Tosca est un opéra fait d’amour et de haine, sur fond de politique, d’art et de religion. C’est aussi un opéra d’action et de rebondissements. La musique de Puccini ne laisse aucun répit aux personnages, ni aux spectateurs. C’est ce qui fait le succès de l’œuvre depuis sa création en 1900.
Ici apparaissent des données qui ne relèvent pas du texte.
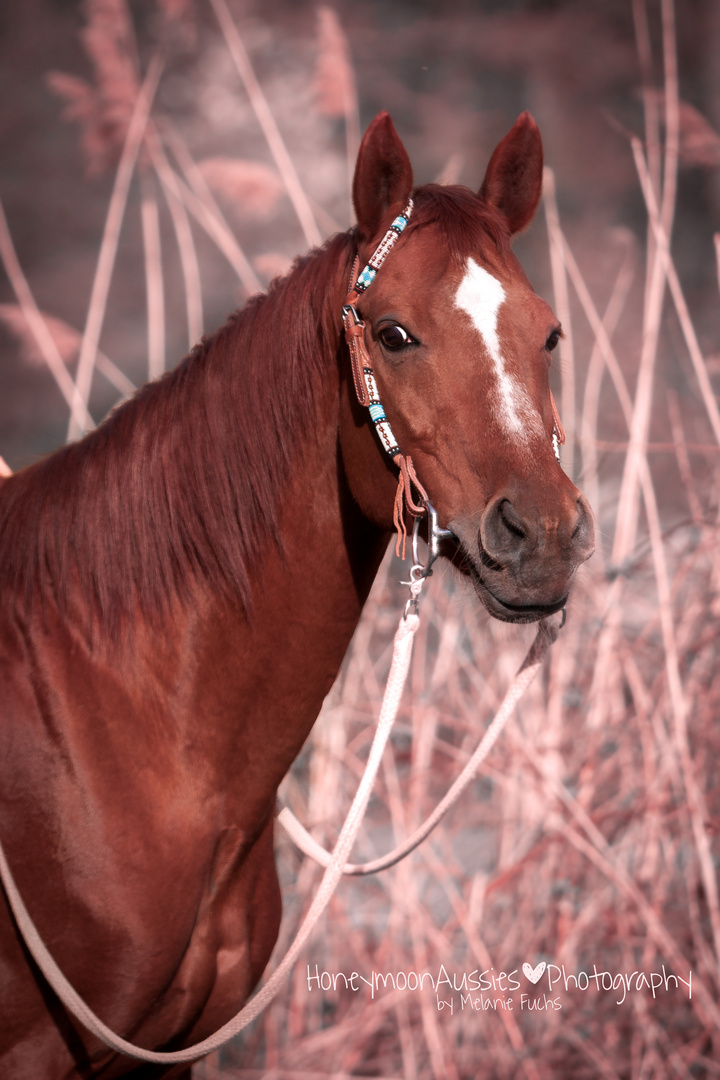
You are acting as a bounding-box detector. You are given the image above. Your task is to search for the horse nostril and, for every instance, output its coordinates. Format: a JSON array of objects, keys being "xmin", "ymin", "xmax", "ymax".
[
  {"xmin": 498, "ymin": 499, "xmax": 527, "ymax": 540},
  {"xmin": 480, "ymin": 499, "xmax": 530, "ymax": 567},
  {"xmin": 571, "ymin": 495, "xmax": 595, "ymax": 558}
]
C’est grâce à Verdi et à Sarah Bernhardt que Puccini a composé Tosca
Il s’en est fallu de peu que Puccini ne compose pas Tosca. La musique aurait dû être d’un certain Alberto Franchetti, né en 1860 à Turin, deux ans après Puccini. Un contrat avait même été signé entre Franchetti et l’éditeur Giulio Ricordi. Le livret, confié à Luigi Illica, est déjà prêt, lorsque les trois hommes se rencontrent à Paris, à l’automne 1894, pour une lecture du texte chez Victorien Sardou, l’auteur de la pièce dont est tiré l’opéra. Verdi, qui est Paris pour la création d’Otello, assiste à la rencontre. Il se passionne pour ce drame, et affirme que s’il composait encore, il mettrait volontiers en musique cette Tosca. Les propos de Verdi sont répétés à Puccini, qui pensait à cet ouvrage depuis cinq ans déjà, depuis ce jour de 1889 où il a vu la pièce à Milan, avec celle qui avait créé le rôle à Paris et qui le jouait à travers l’Europe : Sarah Bernhardt. Certes, Puccini ne comprend pas le français, mais il est frappé par l’action théâtrale de l’ouvrage. Il écrit alors à Ricordi pour lui demander de se renseigner sur l’acquisition des droits. Mais Puccini est un éternel indécis, et le projet traîne en longueur. Il ne reste toutefois pas inactif et entretemps il compose Manon Lescaut puis s’attelle à La Bohème.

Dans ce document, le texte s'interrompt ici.